- The Washington Times - Thursday, May 1, 2014

President Obama differs from his predecessor on more than just policy.

Compared with President George W. Bush, Mr. Obama has rarely visited Camp David, the sprawling, secluded retreat in northern Maryland that has become a regular getaway spot for presidents over the past 70 years.

Although Mr. Obama hasn’t shunned the location entirely — he spent his 52nd birthday there last year — veteran Washington reporters and pundits say it’s clear that the 44th president hasn’t warmed up to Camp David in the same way as did Franklin D. Roosevelt, Dwight D. Eisenhower, Jimmy Carter and Mr. Bush.

“I suspect part of the reason is because his daughters would prefer to be in the city, prefer to be at the White House,” said Ken Walsh, chief White House correspondent for U.S. News & World Report and author of the book “From Mount Vernon to Crawford: A History of the Presidents and Their Retreats.”

“I’ve been told that as an urban man, a guy from Chicago, he doesn’t take to Camp David and its rural setting as much as other presidents have. That’s another part of it,” he said.

The White House didn’t respond to a request for comment on the president’s opinion of the retreat. Other political reporters have theorized that Mr. Obama isn’t fond of Camp David because it doesn’t have a full golf course, and the president prefers to spend weekends on the links.

Whatever the reason, records show the retreat isn’t a favorite of this president.

Since taking office, Mr. Obama has made 32 trips to Camp David and spent all or part of 78 days there, said Mark Knoller, a longtime White House correspondent for CBS News who tracks in detail presidential travels.

By this point in his presidency, Mr. Bush had visited the retreat 104 times, more than three times as often, and spent all or part of 329 days there. Throughout his eight years in office, the former Texas governor went to Camp David 150 times and spent all or part of 491 days there, Mr. Knoller said.

For Mr. Bush, the location offered an escape from Washington and an opportunity to gather family and friends in a relaxed, scenic environment, said Bush White House press secretary Scott McClellan.

“The extended Bush family enjoyed gathering there for Christmas. The president and Mrs. Bush enjoyed inviting their closest friends to spend weekends at Camp David,” Mr. McClellan said. “I think it allowed him to relax and unwind a little more than a president can at the White House. Having a retreat like Camp David is a great benefit for any president to decompress, get outside the White House fishbowl and spend time with family and close friends, and I think that is important for helping to keep a president grounded.”

Frequent guests

Other presidents also have embraced Camp David’s relative seclusion.

President Clinton visited more frequently during his second term.
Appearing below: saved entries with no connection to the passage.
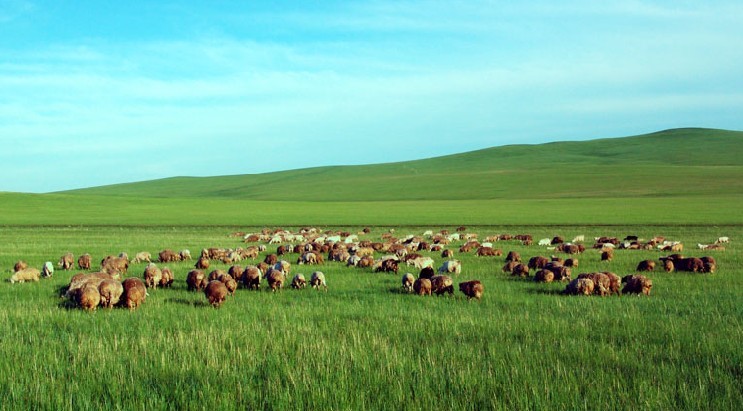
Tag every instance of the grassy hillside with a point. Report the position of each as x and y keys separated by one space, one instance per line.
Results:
x=681 y=162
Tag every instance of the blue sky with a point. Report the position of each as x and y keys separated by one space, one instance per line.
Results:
x=104 y=92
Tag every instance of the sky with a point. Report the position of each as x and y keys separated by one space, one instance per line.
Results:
x=107 y=92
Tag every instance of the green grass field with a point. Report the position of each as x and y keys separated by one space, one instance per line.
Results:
x=364 y=344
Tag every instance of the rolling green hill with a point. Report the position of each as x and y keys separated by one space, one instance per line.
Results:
x=679 y=162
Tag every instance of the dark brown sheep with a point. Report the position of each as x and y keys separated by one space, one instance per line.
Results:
x=196 y=280
x=472 y=289
x=216 y=292
x=134 y=293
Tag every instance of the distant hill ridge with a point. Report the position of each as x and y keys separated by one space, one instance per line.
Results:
x=690 y=161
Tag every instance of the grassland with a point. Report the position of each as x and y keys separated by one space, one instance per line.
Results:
x=364 y=344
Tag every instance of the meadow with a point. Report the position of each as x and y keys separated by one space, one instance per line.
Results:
x=364 y=344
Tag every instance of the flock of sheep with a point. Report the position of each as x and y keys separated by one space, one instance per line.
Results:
x=105 y=288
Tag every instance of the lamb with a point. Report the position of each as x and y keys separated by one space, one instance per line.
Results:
x=83 y=262
x=134 y=293
x=142 y=257
x=472 y=289
x=451 y=266
x=407 y=282
x=196 y=280
x=252 y=277
x=66 y=261
x=422 y=286
x=299 y=282
x=317 y=280
x=110 y=292
x=26 y=274
x=216 y=292
x=579 y=286
x=637 y=284
x=441 y=284
x=152 y=275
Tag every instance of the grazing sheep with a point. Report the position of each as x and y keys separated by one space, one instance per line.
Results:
x=441 y=284
x=66 y=261
x=317 y=280
x=472 y=289
x=134 y=293
x=167 y=278
x=637 y=284
x=27 y=274
x=110 y=292
x=407 y=282
x=579 y=286
x=252 y=277
x=451 y=266
x=299 y=282
x=196 y=280
x=84 y=261
x=152 y=275
x=275 y=279
x=88 y=297
x=142 y=257
x=47 y=270
x=216 y=292
x=422 y=286
x=645 y=265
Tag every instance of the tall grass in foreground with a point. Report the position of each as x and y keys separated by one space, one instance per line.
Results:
x=366 y=345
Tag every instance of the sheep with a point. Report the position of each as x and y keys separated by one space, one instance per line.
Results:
x=152 y=275
x=110 y=292
x=142 y=257
x=441 y=284
x=167 y=277
x=579 y=286
x=275 y=279
x=216 y=292
x=66 y=261
x=317 y=280
x=299 y=282
x=472 y=289
x=83 y=262
x=637 y=284
x=645 y=265
x=422 y=286
x=196 y=280
x=451 y=266
x=26 y=274
x=47 y=270
x=134 y=293
x=252 y=277
x=407 y=282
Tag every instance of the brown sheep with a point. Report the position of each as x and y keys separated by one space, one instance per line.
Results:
x=152 y=275
x=637 y=284
x=645 y=265
x=134 y=293
x=407 y=282
x=167 y=278
x=299 y=282
x=196 y=280
x=83 y=262
x=275 y=279
x=252 y=277
x=441 y=284
x=110 y=292
x=66 y=261
x=513 y=256
x=472 y=289
x=216 y=292
x=422 y=286
x=20 y=265
x=579 y=286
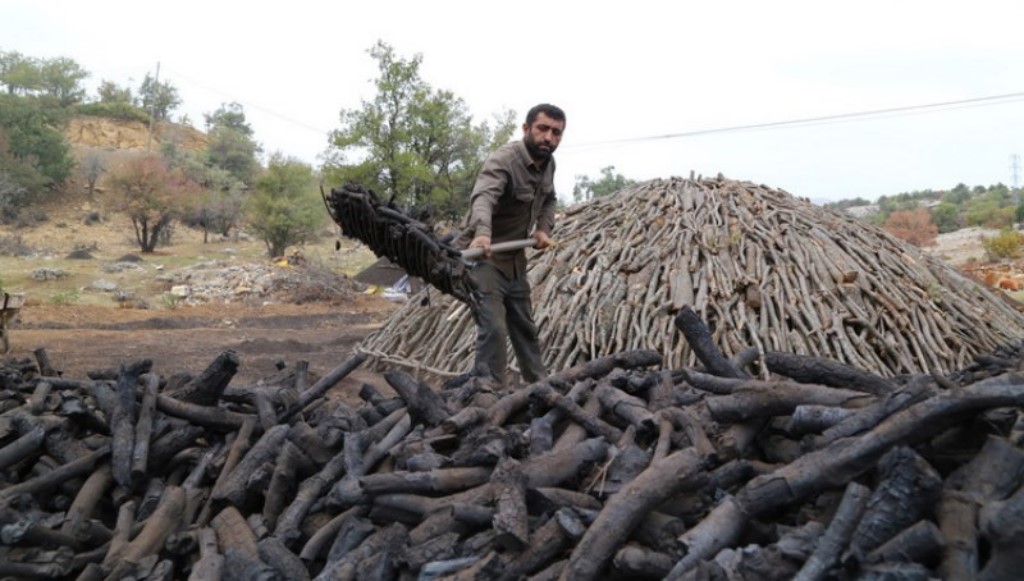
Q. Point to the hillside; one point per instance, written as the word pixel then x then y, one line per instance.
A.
pixel 105 133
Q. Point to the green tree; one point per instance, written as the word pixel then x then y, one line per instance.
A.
pixel 36 155
pixel 285 208
pixel 230 143
pixel 61 79
pixel 153 196
pixel 109 91
pixel 609 182
pixel 159 98
pixel 18 74
pixel 219 207
pixel 411 142
pixel 946 217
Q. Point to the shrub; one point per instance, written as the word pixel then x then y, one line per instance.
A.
pixel 1007 244
pixel 116 110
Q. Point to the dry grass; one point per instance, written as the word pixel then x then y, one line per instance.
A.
pixel 29 251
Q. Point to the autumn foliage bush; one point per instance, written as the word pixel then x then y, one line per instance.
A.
pixel 1007 244
pixel 913 225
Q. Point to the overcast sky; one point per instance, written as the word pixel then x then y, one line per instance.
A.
pixel 653 88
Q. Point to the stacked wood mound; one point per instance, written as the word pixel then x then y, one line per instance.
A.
pixel 764 268
pixel 617 468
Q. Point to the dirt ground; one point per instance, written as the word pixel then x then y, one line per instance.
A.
pixel 80 339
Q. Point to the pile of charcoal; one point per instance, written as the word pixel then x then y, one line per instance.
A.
pixel 766 465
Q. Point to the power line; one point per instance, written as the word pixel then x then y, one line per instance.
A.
pixel 253 106
pixel 976 101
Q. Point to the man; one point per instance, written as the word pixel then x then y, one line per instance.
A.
pixel 513 199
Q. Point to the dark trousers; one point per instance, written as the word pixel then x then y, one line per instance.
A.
pixel 505 313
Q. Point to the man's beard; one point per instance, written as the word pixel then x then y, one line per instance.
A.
pixel 536 152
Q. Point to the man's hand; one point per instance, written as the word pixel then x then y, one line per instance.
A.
pixel 482 242
pixel 542 238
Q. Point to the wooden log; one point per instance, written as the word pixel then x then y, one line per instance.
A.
pixel 807 369
pixel 273 552
pixel 590 421
pixel 908 489
pixel 207 388
pixel 211 564
pixel 842 461
pixel 233 532
pixel 990 475
pixel 25 447
pixel 290 461
pixel 287 528
pixel 122 534
pixel 549 541
pixel 239 448
pixel 625 510
pixel 638 562
pixel 699 338
pixel 213 418
pixel 921 542
pixel 829 547
pixel 438 481
pixel 76 520
pixel 317 389
pixel 158 527
pixel 628 408
pixel 765 400
pixel 56 476
pixel 510 521
pixel 123 424
pixel 1001 525
pixel 235 489
pixel 425 405
pixel 143 429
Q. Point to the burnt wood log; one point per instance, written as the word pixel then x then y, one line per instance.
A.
pixel 828 549
pixel 990 475
pixel 765 400
pixel 808 369
pixel 438 481
pixel 550 540
pixel 840 462
pixel 273 552
pixel 290 461
pixel 214 418
pixel 123 423
pixel 25 447
pixel 909 487
pixel 635 561
pixel 54 478
pixel 207 388
pixel 320 388
pixel 425 405
pixel 76 520
pixel 239 448
pixel 235 489
pixel 699 338
pixel 626 509
pixel 233 532
pixel 158 527
pixel 510 521
pixel 921 542
pixel 1001 524
pixel 211 564
pixel 143 429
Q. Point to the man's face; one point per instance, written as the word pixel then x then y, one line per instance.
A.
pixel 543 136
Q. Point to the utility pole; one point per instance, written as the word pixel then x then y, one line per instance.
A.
pixel 1015 171
pixel 153 108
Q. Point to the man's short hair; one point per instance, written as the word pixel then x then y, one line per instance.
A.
pixel 547 109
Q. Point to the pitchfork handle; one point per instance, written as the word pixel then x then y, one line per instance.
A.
pixel 473 253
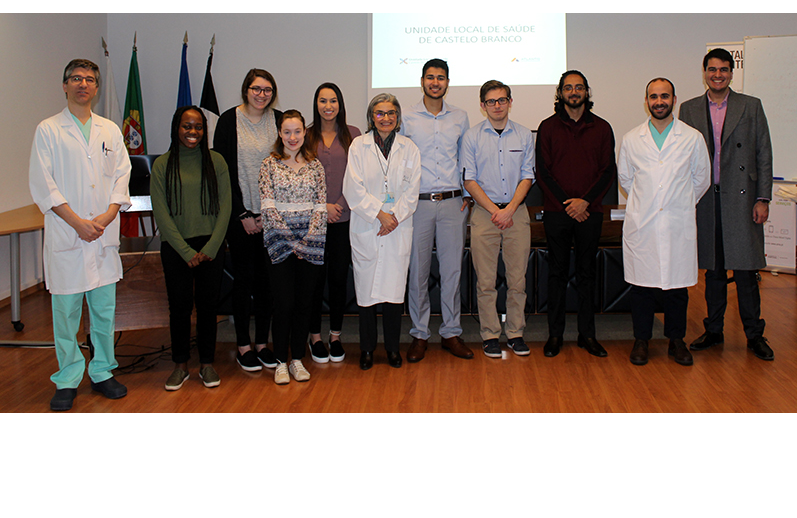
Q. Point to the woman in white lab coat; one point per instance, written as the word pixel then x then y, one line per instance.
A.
pixel 381 186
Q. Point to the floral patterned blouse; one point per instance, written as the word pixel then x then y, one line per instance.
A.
pixel 293 205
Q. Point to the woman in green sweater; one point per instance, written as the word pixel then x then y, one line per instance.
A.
pixel 190 191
President George H.W. Bush also spent a good deal of time there, and his daughter, Dorothy, was married at the retreat.

The elder Mr. Bush’s predecessor, historians say, escaped to the retreat almost every chance he got.

“President Reagan is one of the presidents who loved it the most. He’d go there just about every weekend,” Mr. Walsh said.

Camp David, built by the New Deal Works Progress Administration, opened in 1938 as a retreat for federal workers. When it became the president’s compound, Roosevelt dubbed it “Shangri-La.”

Eisenhower changed the name to Camp David, hosted foreign guests and held at least one Cabinet meeting there.

Presidents Nixon, Kennedy and Johnson regularly used the retreat, which offers horseback riding, hiking and other outdoor activities. President Ford rode around the property on a snowmobile.

But Camp David also is rich with history.

Mr. Carter famously hosted Egyptian President Anwar Sadat and Israeli Prime Minister Menachem Begin in a meeting that resulted in the Camp David Accords, clearing the way for an Israeli-Egyptian peace treaty.

Reagan and British Prime Minister Margaret Thatcher also met at Camp David, and other presidents have used the retreat to host international guests and dignitaries. Among the presidential guests over the years are British Prime Ministers Winston Churchill and Tony Blair and Russian President Vladimir Putin.

For all his apparent lack of enthusiasm for the compound, Mr. Obama did use Camp David when he hosted the Group of Eight summit in 2012, but only after the White House’s plan for Chicago was abruptly scrapped.

Mr. Obama prefers getaways to Hawaii, his home in Chicago and elsewhere.

For security and logistical purposes, those trips are more complicated than they would be for Camp David.

“In Obama’s case, it is much harder to protect him in Chicago, in an urban setting,” Mr. Walsh said. “Camp David has the advantage of not being disruptive to a neighborhood, and it’s easy to protect because it’s a government compound. And it’s not expensive to go there because it’s a permanent facility. Going to Chicago is much more expensive than going to Camp David.”